People who haven’t seen inside those hospitals still think masks and social distance are theories and political choices to be debated.

On the one hand and on the other and thank you for your service.


Not everything going on at the moment requires extra reading. Jack Ohman (WPWG) offers this vision of Honest Abe addressing the Party of Lincoln, and all you really need to know to get the joke is that Dear Leader seems to be mounting a schism, and sent this silly memo:

Which I guess means that he’s not so much forming a new party as taking over the old one, which seems less a coup than simply a fact.

Think of it as a mash-up of “Speed” and “Silence of the Lambs,” in which Hannibal Lector has taken over the role of bus driver.

In proof of which, I note that five GOP Senators have announced they won’t be running in 2022, which could mean that Democrats might take those seats and get a firm grasp on the Senate.

But it could also mean five more new-style GOP legislators added to the Madison Cawthorns, Lauren Boeberts and Marjorie Taylor Greenes already in Congress.


Finally — God willing — Steve Benson (Creators) offers this response to The Interview.

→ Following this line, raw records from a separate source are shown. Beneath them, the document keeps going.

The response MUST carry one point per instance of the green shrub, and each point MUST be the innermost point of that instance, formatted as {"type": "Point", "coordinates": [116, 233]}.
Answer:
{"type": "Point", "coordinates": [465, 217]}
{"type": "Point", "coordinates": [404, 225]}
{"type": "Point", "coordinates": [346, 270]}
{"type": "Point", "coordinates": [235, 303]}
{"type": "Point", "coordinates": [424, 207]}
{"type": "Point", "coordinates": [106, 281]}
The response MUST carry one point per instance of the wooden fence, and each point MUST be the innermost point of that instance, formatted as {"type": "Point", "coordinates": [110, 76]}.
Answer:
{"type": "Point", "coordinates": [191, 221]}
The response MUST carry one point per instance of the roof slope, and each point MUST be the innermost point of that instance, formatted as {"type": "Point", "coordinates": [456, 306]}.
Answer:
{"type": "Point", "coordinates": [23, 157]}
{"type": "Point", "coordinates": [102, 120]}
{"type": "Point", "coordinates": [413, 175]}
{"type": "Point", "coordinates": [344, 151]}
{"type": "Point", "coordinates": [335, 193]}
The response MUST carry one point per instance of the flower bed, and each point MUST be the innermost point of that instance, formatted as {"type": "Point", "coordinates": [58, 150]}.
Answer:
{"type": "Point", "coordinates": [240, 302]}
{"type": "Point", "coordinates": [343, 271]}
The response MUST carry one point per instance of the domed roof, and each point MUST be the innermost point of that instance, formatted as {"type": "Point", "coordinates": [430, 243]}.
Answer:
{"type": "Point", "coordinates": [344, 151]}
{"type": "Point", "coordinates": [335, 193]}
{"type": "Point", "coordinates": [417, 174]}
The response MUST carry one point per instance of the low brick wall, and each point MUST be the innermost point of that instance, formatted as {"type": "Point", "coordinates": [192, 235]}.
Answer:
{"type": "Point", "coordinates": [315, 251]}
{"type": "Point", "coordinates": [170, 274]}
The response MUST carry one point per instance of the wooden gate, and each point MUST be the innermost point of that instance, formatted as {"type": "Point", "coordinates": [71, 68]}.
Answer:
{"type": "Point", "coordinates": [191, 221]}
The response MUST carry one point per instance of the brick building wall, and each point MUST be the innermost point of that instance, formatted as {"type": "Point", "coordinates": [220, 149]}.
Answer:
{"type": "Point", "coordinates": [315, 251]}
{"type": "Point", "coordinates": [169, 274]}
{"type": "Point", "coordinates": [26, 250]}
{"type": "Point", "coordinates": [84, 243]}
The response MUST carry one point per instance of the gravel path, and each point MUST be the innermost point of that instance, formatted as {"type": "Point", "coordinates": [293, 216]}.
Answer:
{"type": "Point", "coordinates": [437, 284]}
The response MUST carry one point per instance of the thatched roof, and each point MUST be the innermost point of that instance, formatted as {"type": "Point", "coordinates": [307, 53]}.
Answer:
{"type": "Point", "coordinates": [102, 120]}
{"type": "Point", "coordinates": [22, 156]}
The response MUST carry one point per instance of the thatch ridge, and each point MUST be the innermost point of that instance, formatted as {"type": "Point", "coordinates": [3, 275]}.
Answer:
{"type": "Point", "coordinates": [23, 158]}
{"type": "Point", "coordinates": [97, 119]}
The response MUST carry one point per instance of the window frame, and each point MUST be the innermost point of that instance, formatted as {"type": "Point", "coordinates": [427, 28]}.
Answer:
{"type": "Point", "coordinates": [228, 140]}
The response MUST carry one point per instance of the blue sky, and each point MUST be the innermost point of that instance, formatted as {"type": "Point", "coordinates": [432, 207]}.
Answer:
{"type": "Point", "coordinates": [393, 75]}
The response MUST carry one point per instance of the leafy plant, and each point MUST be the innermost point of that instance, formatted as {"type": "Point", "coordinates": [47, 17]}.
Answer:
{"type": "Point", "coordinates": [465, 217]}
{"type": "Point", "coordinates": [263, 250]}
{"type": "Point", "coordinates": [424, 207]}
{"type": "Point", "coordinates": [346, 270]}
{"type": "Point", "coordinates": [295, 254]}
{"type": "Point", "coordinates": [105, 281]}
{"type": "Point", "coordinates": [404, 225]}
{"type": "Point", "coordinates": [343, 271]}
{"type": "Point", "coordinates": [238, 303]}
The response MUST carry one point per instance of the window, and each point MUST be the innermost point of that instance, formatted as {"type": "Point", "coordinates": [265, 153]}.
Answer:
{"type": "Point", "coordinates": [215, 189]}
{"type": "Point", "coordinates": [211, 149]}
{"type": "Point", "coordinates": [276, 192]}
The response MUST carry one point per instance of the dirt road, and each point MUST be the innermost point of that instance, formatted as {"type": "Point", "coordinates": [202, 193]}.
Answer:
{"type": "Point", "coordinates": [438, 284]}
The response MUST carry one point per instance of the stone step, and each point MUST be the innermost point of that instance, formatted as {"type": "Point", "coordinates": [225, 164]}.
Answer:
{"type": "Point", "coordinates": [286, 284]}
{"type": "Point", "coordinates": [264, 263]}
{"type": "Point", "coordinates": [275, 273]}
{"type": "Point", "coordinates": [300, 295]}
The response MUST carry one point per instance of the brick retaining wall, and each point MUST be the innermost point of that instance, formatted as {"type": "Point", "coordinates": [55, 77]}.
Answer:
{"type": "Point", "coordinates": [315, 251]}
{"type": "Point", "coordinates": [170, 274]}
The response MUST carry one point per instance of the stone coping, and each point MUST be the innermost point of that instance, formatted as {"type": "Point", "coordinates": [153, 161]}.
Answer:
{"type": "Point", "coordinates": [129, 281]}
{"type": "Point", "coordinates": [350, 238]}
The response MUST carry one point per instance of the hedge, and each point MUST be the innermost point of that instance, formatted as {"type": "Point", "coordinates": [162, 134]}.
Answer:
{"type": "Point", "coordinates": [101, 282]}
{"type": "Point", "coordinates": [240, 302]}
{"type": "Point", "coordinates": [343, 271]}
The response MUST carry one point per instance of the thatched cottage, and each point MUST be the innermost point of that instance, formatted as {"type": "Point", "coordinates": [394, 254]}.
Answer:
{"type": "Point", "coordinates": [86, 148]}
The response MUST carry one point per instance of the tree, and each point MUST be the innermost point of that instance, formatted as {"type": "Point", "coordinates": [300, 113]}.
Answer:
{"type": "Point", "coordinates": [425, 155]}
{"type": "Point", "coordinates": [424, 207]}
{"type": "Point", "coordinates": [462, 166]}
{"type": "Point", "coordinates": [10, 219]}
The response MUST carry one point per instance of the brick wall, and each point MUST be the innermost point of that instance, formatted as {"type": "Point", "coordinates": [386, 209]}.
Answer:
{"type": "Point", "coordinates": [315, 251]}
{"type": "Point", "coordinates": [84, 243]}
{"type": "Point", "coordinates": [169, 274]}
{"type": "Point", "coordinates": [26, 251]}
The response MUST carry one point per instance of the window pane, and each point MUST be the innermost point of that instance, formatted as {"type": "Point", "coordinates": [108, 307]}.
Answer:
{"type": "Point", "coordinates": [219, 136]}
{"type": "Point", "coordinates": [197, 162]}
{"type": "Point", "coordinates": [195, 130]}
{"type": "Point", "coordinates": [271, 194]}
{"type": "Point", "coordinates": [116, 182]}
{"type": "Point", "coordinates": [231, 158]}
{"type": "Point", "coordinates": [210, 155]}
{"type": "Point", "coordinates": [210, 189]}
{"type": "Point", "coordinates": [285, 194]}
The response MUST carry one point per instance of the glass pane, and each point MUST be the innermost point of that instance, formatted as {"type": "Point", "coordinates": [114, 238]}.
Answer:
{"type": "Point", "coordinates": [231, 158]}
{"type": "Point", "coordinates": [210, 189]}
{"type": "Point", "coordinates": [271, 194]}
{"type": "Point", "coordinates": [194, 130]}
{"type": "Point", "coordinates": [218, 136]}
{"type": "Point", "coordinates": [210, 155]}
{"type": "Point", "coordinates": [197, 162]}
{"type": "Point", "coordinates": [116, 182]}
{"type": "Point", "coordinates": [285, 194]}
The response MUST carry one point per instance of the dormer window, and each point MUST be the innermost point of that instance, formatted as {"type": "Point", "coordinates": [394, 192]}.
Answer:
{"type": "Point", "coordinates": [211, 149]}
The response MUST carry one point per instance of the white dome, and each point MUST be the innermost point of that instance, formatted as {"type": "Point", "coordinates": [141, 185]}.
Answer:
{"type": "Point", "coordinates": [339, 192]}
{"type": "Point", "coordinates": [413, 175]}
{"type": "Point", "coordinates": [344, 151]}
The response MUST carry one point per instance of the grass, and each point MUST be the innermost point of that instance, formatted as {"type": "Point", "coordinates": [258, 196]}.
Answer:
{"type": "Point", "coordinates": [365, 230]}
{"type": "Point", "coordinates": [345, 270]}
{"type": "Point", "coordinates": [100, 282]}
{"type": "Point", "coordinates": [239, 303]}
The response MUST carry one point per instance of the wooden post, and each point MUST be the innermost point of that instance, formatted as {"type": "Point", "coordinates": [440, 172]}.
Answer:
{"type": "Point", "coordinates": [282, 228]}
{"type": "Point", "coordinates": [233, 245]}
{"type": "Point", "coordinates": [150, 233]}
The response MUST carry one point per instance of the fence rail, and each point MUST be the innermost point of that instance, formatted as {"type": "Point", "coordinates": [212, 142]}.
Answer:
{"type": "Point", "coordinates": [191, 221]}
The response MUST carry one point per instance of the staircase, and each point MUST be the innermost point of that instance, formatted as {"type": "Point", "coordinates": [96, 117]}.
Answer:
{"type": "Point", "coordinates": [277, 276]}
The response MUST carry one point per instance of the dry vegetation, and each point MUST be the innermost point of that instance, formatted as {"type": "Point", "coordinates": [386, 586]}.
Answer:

American liberals are offering compassion while our flag-waving conservatives bend a knee to the Crown and accuse Meghan of lying and insist that it’s her fault and she deserves whatever she got.

Well, why not? That’s everyone’s established pattern.

But I did get a kick out of this article in the Irish Times, which more than confirms my remark yesterday that the Irish hated the original Elizabeth but consider the current one and her crew a source of bitter amusement:

There will always be an England, so thank God for the Irish Sea.



3 thoughts on “CSotD: And another thing …

  1. “…but the bubble we’re in now is pure greed, as homeowners simply jack up prices in a seller’s market.”

    I think this statement lets the buyers off the hook. Here in Seattle, we saw people offering $100k over the asking price – which was already inflated. It takes two to tango, and I wonder if the final selling price would be so high if the buyers just refused to escalate?

  2. The jump in housing prices is a direct result of historically low mortgage interest rates. Buyers can “afford” to buy higher priced homes because the interest rates are so low.

  3. ‘A huge, living, daily increasing grievance that does one no palpable harm, is the happiest possession that a man can have.’